Re: [RFC] mm/hmm: pass mmu_notifier_range to sync_cpu_device_pagetables

Jason Gunthorpe <jgg@xxxxxxxxxxxx> · Wed, 3 Jul 2019 15:08:41 +0000

On Wed, Jul 03, 2019 at 02:27:22AM +0000, Kuehling, Felix wrote:
> On 2019-07-02 6:59 p.m., Jason Gunthorpe wrote:
> > On Wed, Jul 03, 2019 at 12:49:12AM +0200, Christoph Hellwig wrote:
> >> On Tue, Jul 02, 2019 at 07:53:23PM +0000, Jason Gunthorpe wrote:
> >>>> I'm sending this out now since we are updating many of the HMM APIs
> >>>> and I think it will be useful.
> >>> This make so much sense, I'd like to apply this in hmm.git, is there
> >>> any objection?
> >> As this creates a somewhat hairy conflict for amdgpu, wouldn't it be
> >> a better idea to wait a bit and apply it first thing for next merge
> >> window?
> > My thinking is that AMD GPU already has a monster conflict from this:
> >
> >   int hmm_range_register(struct hmm_range *range,
> > -                      struct mm_struct *mm,
> > +                      struct hmm_mirror *mirror,
> >                         unsigned long start,
> >                         unsigned long end,
> >                         unsigned page_shift);
> >
> > So, depending on how that is resolved we might want to do both API
> > changes at once.
> 
> I just sent out a fix for the hmm_mirror API change.

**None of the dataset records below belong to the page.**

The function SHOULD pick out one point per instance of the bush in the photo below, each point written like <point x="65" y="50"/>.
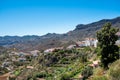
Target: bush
<point x="65" y="76"/>
<point x="114" y="71"/>
<point x="100" y="78"/>
<point x="87" y="71"/>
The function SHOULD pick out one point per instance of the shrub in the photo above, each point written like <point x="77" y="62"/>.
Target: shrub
<point x="100" y="78"/>
<point x="65" y="76"/>
<point x="114" y="71"/>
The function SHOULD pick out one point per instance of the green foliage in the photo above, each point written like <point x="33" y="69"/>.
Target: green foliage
<point x="87" y="71"/>
<point x="100" y="78"/>
<point x="3" y="70"/>
<point x="108" y="50"/>
<point x="114" y="71"/>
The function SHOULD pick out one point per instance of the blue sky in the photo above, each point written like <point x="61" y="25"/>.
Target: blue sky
<point x="38" y="17"/>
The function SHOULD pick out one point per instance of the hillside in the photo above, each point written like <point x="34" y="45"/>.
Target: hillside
<point x="49" y="40"/>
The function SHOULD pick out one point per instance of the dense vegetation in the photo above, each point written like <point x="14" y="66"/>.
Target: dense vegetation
<point x="108" y="50"/>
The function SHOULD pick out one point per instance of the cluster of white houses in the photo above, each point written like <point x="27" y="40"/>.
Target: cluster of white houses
<point x="86" y="42"/>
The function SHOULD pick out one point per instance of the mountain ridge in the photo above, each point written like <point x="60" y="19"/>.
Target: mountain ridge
<point x="31" y="42"/>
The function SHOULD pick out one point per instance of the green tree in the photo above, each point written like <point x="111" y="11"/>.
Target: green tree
<point x="106" y="42"/>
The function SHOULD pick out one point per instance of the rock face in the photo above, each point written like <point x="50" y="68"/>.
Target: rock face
<point x="56" y="40"/>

I think if you follow my suggestion to apply a prep patch to AMD GPU
to make the conflict resolution simple, we should defer this patch
until next kernel for the reasons CH gave.

> > Or we may have to revert the above change at this late date.
> >
> > Waiting for AMDGPU team to discuss what process they want to use.
> 
> Yeah, I'm wondering what the process is myself. With HMM and driver 
> development happening on different branches these kinds of API changes 
> are painful. There seems to be a built-in assumption in the current 
> process, that code flows mostly in one direction amd-staging-drm-next -> 
> drm-next -> linux-next -> linux. That assumption is broken with HMM code 
> evolving rapidly in both amdgpu and mm.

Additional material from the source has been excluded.